Los Angeles may see professional football once again, as the San Diego Chargers and Oakland Raiders announced plans to build and share a $1.7 billion stadium in Carson if publicly-financed deals to stay in their respective cities fall through.
The teams announced via the Los Angeles Times:
We are pursuing this stadium option in Carson for one straightforward reason: If we cannot find a permanent solution in our home markets, we have no alternative but to preserve other options to guarantee the future economic viability of our franchises … We respect the right of the NFL’s owners to decide on all Los Angeles-related relocation issues and understand that any relocation application that is filed for Los Angeles must obtain the approval of three-fourths of the NFL’s owners.
The San Francisco Chronicle reported that a news conference will be held Friday by “Carson2gether,” a group of business and labor leaders. The 168-acre land on which the stadium would be built was owned by Starwood Capital Group.
San Diego officials are upset with what they perceive as the Chargers’ duplicity, according to the Times. San Diego Mayor Kevin Faulconer charged, “It’s now abundantly clear that while we have been working here in San Diego to create a plan for a new stadium, the Chargers have for some time been making their own plans for moving to Los Angeles. This would amount to abandoning generations of loyal Chargers fans.” George Mitrovich, president of the City Club of San Diego, echoed that the Chargers “engaged in blatant hypocrisy and untruth.”
Only last month, a nine-member committee started discussing a new stadium site for the Chargers.
Oakland officials affected a more sanguine response, according to the Times; Mayor Libby Schaaf quoted Raiders President Marc Badain saying on Thursday that the team believes its “No. 1 priority” is a new stadium in Oakland. Schaaf is against the city subsidizing such a project, but said she “respects” the Raiders’ right to move, adding sardonically, “They have done it before and they will do it again.”
The Raiders have been making noises about moving for some time; Owner Mark Davis told The San Francisco Chronicle a year ago that Oakland was on its “last chance” to hold the Raiders. The Raiders’ discontent was exacerbated by the failure of Colony Capital to bring its plan of a “Coliseum City” plan of football and baseball stadiums and retail shops to fruition. Davis, who has met with officials in San Antonio about moving there, said in December, “We can’t continue to play in that stadium, with the baseball field and all the dirt.”

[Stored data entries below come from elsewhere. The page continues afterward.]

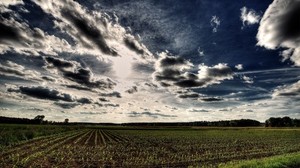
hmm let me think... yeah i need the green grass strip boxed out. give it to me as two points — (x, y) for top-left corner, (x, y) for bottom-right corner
(219, 152), (300, 168)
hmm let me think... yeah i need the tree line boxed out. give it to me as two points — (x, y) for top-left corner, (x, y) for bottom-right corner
(0, 115), (69, 125)
(265, 116), (300, 127)
(1, 115), (300, 127)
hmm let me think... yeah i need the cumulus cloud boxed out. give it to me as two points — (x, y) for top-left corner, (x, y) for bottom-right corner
(257, 0), (300, 66)
(235, 64), (243, 70)
(210, 15), (220, 33)
(153, 52), (234, 89)
(240, 7), (261, 27)
(242, 75), (254, 84)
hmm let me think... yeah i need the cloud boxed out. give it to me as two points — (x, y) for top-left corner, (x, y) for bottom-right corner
(235, 64), (243, 70)
(100, 91), (121, 98)
(77, 98), (93, 104)
(128, 111), (177, 118)
(153, 52), (234, 89)
(8, 86), (74, 102)
(124, 35), (152, 58)
(80, 111), (107, 115)
(201, 97), (223, 102)
(44, 56), (116, 89)
(210, 15), (220, 33)
(44, 56), (78, 69)
(273, 81), (300, 99)
(257, 0), (300, 66)
(99, 97), (109, 102)
(0, 14), (71, 55)
(240, 7), (261, 27)
(242, 75), (254, 84)
(126, 86), (138, 94)
(54, 102), (79, 109)
(0, 61), (41, 80)
(177, 92), (200, 99)
(0, 0), (24, 7)
(188, 109), (209, 113)
(175, 63), (233, 88)
(197, 47), (205, 57)
(32, 0), (153, 60)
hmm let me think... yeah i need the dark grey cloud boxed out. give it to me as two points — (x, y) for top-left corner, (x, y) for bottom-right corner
(42, 76), (56, 82)
(201, 97), (223, 102)
(7, 85), (95, 107)
(8, 86), (74, 102)
(80, 111), (107, 115)
(99, 97), (109, 102)
(100, 91), (121, 98)
(124, 35), (147, 56)
(126, 86), (138, 94)
(77, 97), (92, 104)
(177, 93), (200, 99)
(188, 109), (209, 113)
(64, 84), (91, 91)
(176, 91), (223, 101)
(54, 102), (79, 109)
(104, 103), (120, 107)
(128, 111), (177, 118)
(0, 21), (22, 42)
(44, 56), (116, 89)
(45, 56), (75, 69)
(60, 8), (117, 56)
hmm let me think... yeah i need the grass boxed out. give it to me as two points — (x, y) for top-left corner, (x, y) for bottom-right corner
(220, 152), (300, 168)
(0, 124), (80, 149)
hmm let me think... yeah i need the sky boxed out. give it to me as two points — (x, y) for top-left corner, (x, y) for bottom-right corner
(1, 0), (300, 123)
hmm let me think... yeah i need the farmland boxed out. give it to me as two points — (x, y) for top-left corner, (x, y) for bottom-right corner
(1, 125), (300, 167)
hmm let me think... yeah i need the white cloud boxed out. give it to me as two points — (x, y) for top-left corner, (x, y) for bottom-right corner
(210, 15), (220, 33)
(197, 47), (205, 57)
(242, 75), (254, 84)
(235, 64), (243, 70)
(257, 0), (300, 66)
(0, 0), (24, 7)
(240, 7), (261, 27)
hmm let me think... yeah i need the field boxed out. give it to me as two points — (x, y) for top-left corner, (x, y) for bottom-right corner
(1, 125), (300, 167)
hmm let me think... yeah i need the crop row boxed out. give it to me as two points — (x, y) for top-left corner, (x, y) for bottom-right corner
(2, 128), (300, 167)
(0, 129), (127, 167)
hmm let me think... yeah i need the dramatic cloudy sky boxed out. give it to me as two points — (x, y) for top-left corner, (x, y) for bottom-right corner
(1, 0), (300, 123)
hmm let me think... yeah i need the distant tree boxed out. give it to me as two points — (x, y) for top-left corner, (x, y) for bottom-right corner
(265, 116), (296, 127)
(64, 118), (69, 124)
(33, 115), (45, 124)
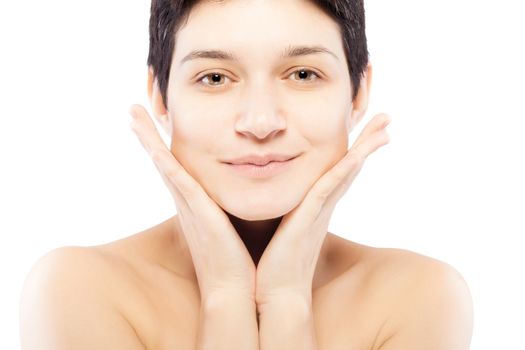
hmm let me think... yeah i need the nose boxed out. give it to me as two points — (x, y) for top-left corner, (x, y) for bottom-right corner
(234, 84), (286, 140)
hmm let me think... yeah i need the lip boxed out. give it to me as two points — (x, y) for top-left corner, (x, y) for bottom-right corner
(224, 155), (299, 178)
(224, 153), (298, 166)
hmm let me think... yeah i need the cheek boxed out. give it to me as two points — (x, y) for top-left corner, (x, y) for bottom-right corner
(288, 92), (351, 179)
(288, 91), (350, 149)
(168, 95), (224, 154)
(165, 114), (213, 183)
(167, 84), (351, 172)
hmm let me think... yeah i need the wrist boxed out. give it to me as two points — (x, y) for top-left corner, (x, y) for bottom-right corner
(202, 290), (256, 309)
(257, 292), (311, 316)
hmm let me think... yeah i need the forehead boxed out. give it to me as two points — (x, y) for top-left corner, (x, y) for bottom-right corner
(173, 0), (344, 66)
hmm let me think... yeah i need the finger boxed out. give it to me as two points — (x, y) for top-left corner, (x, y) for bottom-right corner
(128, 104), (203, 208)
(349, 125), (391, 161)
(129, 108), (194, 219)
(129, 105), (188, 194)
(357, 113), (391, 139)
(316, 115), (391, 203)
(351, 113), (391, 152)
(326, 129), (390, 208)
(321, 119), (391, 207)
(148, 146), (195, 216)
(296, 116), (391, 224)
(128, 104), (226, 226)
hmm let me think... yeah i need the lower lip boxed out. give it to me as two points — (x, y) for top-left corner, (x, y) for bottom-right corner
(225, 157), (297, 178)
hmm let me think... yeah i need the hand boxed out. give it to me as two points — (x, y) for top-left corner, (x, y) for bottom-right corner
(128, 104), (256, 301)
(255, 113), (392, 308)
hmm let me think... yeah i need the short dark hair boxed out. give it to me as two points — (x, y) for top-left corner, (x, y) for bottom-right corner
(147, 0), (369, 109)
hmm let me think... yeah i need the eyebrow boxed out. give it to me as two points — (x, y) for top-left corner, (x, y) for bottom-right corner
(179, 45), (339, 66)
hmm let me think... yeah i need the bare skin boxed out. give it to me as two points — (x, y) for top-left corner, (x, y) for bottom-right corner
(94, 216), (414, 350)
(19, 0), (473, 347)
(20, 212), (473, 350)
(84, 215), (466, 350)
(19, 103), (473, 350)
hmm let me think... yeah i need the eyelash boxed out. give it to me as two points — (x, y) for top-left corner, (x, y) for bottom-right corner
(195, 68), (322, 89)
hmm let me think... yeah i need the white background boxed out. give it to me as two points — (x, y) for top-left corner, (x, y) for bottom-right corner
(1, 0), (524, 348)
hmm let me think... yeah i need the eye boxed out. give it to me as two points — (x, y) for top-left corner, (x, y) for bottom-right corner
(196, 72), (231, 88)
(288, 68), (321, 83)
(195, 68), (322, 90)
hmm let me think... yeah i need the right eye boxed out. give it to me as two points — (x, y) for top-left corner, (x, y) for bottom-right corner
(196, 72), (232, 89)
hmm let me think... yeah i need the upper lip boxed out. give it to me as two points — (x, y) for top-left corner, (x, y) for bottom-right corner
(224, 153), (299, 165)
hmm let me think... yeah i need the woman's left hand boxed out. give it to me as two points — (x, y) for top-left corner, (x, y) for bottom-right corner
(255, 113), (392, 308)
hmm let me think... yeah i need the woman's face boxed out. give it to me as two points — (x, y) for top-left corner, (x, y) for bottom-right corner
(156, 0), (370, 221)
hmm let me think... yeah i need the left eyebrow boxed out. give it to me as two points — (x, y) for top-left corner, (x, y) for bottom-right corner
(179, 44), (340, 66)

A third prospect for an NFL team playing in Los Angeles also exists. The St. Louis Rams and Stockbridge Capital Group have discussed building a new 80,000 seat stadium on the site of the old Hollywood Park racetrack in Inglewood. Inglewood Mayor James Butts Jr., whistled in the dark that the proposed Carson project would not hinder his city’s chances of attracting an NFL team. Inglewood City Council members may have a vote early next week to alter Hollywood Park’s plan to construct a stadium.
Back in St. Louis, supporters of building a new stadium for the Rams in St. Louis were undaunted by the Hollywood Park scenario. The Times quoted Dave Peacock, a businessman in charge of the project, saying, “We are very encouraged and thrilled with the progress we’ve made in our NFL riverfront stadium project in St. Louis and anticipate more headway in the weeks ahead.”
The NFL would only say that the league is aware of the machinations of the prospective Los Angeles teams; six owners from the league will evaluate the various options for teams interested in moving to Los Angeles.
The Chargers have played in San Diego for their entire existence except their first year in 1960, when they originated in Los Angeles; the Raiders started in Oakland, moved to Los Angeles between 1982 to 1994, then returned to Oakland. The Rams started in Cleveland in 1936, moved to Los Angeles in 1946, to Orange County between 1980-1994, then to St. Louis in 1995.
If either the Raiders or Chargers move to Los Angeles, according to the Chronicle, the NFL might ask the team to switch conferences.